Chia-Network / chiapos

Chia Proof of Space library
Apache License 2.0
267 stars 281 forks source link

Copying tmp file to the final dir where a move/rename would suffice #221

Closed mjsr closed 3 years ago

mjsr commented 3 years ago

Description

There appears to be an issue regarding how the plot is moved to the final directory. In the logs below, it appears that the condition tmp_2_filename.parent_path() == final_filename.parent_path() evaluated to false (link to code). This led to almost 1h copying a file that could simply have been moved.

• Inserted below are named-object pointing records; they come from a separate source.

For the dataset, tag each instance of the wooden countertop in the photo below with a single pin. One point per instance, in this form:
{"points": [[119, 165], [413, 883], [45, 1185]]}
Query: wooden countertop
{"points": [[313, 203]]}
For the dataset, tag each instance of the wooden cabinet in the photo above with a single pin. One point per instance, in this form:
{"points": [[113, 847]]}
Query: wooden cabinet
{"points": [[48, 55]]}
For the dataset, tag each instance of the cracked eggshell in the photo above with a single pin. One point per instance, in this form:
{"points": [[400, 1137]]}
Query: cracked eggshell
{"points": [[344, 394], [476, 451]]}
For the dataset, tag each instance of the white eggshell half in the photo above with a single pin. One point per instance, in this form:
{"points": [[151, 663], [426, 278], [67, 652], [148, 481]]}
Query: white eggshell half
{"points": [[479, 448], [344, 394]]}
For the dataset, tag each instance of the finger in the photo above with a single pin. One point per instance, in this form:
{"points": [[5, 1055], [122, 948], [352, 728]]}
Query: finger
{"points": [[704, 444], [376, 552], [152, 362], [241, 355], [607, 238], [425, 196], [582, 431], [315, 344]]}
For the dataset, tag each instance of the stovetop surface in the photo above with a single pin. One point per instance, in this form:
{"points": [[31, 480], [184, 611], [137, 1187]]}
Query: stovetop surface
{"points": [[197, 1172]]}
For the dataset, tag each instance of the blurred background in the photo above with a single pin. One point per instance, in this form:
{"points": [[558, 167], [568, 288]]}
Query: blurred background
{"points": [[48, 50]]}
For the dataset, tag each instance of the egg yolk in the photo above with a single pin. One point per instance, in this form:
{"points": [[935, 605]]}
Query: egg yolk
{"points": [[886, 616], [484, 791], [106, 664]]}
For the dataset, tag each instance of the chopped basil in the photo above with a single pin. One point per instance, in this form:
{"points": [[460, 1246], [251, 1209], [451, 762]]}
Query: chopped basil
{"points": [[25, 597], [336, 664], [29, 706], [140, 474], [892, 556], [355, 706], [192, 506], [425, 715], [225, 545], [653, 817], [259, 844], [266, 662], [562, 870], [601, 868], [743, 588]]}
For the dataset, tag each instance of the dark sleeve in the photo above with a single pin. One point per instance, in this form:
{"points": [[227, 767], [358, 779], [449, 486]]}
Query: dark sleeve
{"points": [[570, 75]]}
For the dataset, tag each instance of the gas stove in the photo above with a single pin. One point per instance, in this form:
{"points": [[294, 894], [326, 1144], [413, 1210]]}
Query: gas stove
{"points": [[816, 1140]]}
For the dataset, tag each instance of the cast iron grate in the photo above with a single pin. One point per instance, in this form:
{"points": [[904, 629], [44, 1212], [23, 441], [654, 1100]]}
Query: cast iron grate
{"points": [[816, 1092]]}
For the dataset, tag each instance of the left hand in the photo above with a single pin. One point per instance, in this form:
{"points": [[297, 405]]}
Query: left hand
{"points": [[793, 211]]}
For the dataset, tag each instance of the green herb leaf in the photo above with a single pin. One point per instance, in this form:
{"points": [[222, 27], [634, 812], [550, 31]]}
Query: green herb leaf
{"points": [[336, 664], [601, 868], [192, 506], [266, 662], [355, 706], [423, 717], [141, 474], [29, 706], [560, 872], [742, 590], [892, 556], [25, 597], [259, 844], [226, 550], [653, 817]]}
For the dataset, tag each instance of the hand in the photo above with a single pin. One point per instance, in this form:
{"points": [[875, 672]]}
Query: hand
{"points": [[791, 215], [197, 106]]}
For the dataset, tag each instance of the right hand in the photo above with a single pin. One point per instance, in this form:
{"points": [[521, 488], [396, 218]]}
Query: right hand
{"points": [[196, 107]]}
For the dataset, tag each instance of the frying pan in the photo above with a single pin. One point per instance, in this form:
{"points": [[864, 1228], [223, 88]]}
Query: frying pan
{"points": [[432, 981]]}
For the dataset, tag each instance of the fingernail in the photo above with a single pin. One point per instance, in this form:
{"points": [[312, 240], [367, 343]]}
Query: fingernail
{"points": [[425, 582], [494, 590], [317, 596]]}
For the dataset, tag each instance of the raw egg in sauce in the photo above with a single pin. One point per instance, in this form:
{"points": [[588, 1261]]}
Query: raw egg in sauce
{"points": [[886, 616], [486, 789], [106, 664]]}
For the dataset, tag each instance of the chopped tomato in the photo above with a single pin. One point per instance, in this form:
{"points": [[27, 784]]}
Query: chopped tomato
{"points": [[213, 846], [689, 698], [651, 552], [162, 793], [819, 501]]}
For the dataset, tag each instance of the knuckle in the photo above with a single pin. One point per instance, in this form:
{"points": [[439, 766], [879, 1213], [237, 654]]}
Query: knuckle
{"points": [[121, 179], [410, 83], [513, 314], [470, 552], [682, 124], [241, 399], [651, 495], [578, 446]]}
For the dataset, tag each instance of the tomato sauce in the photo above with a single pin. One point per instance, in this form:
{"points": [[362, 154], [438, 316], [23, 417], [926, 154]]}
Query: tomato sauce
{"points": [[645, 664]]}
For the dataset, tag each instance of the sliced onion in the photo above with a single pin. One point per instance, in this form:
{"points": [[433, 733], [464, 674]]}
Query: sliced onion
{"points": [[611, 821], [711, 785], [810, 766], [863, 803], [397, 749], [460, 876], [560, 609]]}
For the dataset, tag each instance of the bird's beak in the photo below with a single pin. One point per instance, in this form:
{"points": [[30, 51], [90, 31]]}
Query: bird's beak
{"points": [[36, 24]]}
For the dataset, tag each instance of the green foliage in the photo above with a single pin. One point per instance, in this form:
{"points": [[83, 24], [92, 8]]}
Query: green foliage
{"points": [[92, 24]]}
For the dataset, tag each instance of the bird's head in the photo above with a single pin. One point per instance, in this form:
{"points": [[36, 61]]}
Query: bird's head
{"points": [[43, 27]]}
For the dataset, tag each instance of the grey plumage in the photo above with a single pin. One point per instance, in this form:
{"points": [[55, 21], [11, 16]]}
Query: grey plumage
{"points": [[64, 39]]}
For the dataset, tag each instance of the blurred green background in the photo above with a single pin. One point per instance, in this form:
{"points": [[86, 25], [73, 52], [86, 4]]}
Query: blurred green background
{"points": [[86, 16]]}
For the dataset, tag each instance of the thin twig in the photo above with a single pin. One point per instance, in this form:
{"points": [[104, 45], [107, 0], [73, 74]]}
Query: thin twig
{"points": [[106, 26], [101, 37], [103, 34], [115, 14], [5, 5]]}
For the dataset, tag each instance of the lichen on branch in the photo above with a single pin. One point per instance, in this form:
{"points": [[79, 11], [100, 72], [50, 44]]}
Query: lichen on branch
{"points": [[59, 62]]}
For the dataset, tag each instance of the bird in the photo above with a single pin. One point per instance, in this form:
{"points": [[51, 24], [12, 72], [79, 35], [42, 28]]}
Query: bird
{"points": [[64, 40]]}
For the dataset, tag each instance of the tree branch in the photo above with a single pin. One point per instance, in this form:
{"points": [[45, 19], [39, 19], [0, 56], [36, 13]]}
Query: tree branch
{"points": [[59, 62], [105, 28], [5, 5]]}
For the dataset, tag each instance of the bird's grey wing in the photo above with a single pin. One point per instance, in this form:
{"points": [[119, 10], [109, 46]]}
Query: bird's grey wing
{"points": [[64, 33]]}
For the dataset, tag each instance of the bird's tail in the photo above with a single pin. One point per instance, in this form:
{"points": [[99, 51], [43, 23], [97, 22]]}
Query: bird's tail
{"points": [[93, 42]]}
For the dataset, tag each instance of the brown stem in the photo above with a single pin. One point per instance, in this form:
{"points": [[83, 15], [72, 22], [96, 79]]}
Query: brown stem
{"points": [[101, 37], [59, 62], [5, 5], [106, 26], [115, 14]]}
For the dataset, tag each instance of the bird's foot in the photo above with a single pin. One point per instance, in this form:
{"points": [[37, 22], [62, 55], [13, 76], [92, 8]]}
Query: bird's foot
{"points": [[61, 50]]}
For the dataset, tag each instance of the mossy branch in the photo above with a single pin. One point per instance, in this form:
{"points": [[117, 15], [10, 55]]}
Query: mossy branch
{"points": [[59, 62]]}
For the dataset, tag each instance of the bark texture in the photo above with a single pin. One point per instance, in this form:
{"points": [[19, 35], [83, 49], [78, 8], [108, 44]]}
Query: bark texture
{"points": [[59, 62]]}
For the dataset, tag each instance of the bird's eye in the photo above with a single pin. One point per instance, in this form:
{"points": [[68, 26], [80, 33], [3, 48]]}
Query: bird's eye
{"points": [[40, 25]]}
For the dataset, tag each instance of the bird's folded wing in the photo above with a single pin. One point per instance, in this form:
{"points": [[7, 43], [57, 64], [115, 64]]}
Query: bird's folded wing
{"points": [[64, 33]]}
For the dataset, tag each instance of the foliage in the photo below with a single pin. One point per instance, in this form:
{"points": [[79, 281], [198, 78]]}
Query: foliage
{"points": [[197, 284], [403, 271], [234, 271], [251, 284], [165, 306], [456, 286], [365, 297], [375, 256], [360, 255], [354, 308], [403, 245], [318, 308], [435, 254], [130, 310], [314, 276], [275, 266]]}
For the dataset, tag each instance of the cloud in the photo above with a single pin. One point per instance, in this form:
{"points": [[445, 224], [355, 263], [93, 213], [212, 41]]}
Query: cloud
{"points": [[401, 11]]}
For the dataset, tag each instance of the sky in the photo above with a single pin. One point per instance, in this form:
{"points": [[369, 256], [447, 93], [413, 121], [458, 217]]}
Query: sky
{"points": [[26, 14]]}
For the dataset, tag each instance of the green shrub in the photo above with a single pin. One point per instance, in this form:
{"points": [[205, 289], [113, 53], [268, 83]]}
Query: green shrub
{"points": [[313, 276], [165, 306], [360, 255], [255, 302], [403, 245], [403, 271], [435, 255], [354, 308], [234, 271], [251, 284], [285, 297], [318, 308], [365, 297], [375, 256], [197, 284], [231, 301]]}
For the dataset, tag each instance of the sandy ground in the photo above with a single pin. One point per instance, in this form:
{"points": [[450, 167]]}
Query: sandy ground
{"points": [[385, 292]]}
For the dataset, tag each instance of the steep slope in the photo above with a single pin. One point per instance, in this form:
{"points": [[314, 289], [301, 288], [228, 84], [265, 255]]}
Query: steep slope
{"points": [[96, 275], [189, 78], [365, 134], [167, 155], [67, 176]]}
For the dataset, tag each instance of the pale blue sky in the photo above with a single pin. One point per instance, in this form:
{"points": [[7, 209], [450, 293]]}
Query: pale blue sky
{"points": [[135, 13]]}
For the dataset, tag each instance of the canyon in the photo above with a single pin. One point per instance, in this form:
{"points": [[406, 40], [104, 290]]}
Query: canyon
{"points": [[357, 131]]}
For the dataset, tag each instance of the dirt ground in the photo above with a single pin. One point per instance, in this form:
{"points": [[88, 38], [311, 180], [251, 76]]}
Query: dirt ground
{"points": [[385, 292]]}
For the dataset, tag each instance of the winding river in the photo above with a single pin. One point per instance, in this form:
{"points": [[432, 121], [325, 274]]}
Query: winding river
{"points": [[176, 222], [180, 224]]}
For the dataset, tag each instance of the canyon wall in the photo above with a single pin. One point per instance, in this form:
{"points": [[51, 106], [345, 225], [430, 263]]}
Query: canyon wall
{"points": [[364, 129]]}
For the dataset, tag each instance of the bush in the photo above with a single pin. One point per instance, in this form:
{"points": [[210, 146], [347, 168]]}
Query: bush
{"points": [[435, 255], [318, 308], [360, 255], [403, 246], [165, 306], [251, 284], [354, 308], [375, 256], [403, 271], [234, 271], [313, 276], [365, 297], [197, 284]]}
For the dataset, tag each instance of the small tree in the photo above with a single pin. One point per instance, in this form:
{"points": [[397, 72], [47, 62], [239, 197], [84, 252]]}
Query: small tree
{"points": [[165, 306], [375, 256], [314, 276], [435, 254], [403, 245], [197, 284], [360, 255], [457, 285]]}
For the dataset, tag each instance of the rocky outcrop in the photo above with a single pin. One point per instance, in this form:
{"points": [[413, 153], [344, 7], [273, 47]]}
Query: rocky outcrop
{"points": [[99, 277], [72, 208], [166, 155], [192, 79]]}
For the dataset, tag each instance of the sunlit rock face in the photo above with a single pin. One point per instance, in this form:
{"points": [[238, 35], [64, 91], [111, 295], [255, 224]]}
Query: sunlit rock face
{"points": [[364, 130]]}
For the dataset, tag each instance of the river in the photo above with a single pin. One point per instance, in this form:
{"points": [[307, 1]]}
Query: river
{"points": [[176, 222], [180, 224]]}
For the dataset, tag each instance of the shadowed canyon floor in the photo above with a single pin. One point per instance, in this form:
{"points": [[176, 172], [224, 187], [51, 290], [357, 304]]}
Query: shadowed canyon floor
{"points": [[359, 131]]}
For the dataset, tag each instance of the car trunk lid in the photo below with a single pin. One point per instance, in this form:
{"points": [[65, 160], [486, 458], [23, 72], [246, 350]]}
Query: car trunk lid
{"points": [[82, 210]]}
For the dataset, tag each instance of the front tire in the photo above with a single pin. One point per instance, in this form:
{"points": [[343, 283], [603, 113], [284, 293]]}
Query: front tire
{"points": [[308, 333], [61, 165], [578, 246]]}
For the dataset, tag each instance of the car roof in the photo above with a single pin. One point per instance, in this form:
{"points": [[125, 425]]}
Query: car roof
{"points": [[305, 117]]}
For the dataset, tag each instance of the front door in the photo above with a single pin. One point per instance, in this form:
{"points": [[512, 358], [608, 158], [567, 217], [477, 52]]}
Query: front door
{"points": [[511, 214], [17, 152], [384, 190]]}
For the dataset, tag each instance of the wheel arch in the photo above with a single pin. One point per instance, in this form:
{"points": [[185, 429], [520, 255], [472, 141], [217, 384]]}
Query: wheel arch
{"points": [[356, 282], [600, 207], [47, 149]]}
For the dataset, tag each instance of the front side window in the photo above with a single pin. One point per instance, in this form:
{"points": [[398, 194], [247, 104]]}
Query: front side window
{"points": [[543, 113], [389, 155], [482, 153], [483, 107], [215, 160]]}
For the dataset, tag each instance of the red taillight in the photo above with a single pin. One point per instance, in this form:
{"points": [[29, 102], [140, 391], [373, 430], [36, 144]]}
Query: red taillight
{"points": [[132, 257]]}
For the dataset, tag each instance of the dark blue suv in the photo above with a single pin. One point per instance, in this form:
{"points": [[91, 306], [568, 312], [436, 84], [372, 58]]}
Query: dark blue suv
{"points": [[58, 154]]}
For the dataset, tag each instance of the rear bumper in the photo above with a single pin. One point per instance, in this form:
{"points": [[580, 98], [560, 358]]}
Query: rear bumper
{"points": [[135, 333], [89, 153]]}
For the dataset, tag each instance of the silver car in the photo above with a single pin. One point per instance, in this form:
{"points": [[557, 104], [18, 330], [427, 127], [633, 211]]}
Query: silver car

My understanding is that this works across operating systems (specifically interop between Windows and *nix based OSes).

Current behavior

Final file copied from /home/[redacted]/tmp to /home/[redacted]/plots.

Expected behavior

Unclear if this needs per OS code but I would suspect that in *nix based OSes, we could always move the file (maybe not, I'm unsure). The higher effort alternative would be to understand if the different paths belong to the same mount point/device. For Windows, my understand is that we could compare the first token of fs::path (not certain) to see if the drive letters match.

Logs:

lot-hdd.log-Copied final file from "/home/[redacted]/tmp/plot-k32-2021-04-27-04-24-[redacted].plot.2.tmp" to "/home/[redacted]/plots/plot-k32-2021-04-27-04-24-[redacted].plot.2.tmp"
plot-hdd.log-Copy time = 3150.589 seconds. CPU (7.240%) Tue Apr 27 17:23:05 2021
plot-hdd.log-Removed temp2 file "/home/[redacted]/tmp/plot-k32-2021-04-27-04-24-[redacted].plot.2.tmp"? 1
plot-hdd.log:Renamed final file from "/home/[redacted]/plots/plot-k32-2021-04-27-04-24-[redacted].plot.2.tmp" to "/home/pedro/plots/plot-k32-2021-04-27-04-24-[redacted].plot"
meawoppl commented 3 years ago

I think a lot of people use SSD's for computation, then spinning disk for final storage. IMHO this choice above makes sense...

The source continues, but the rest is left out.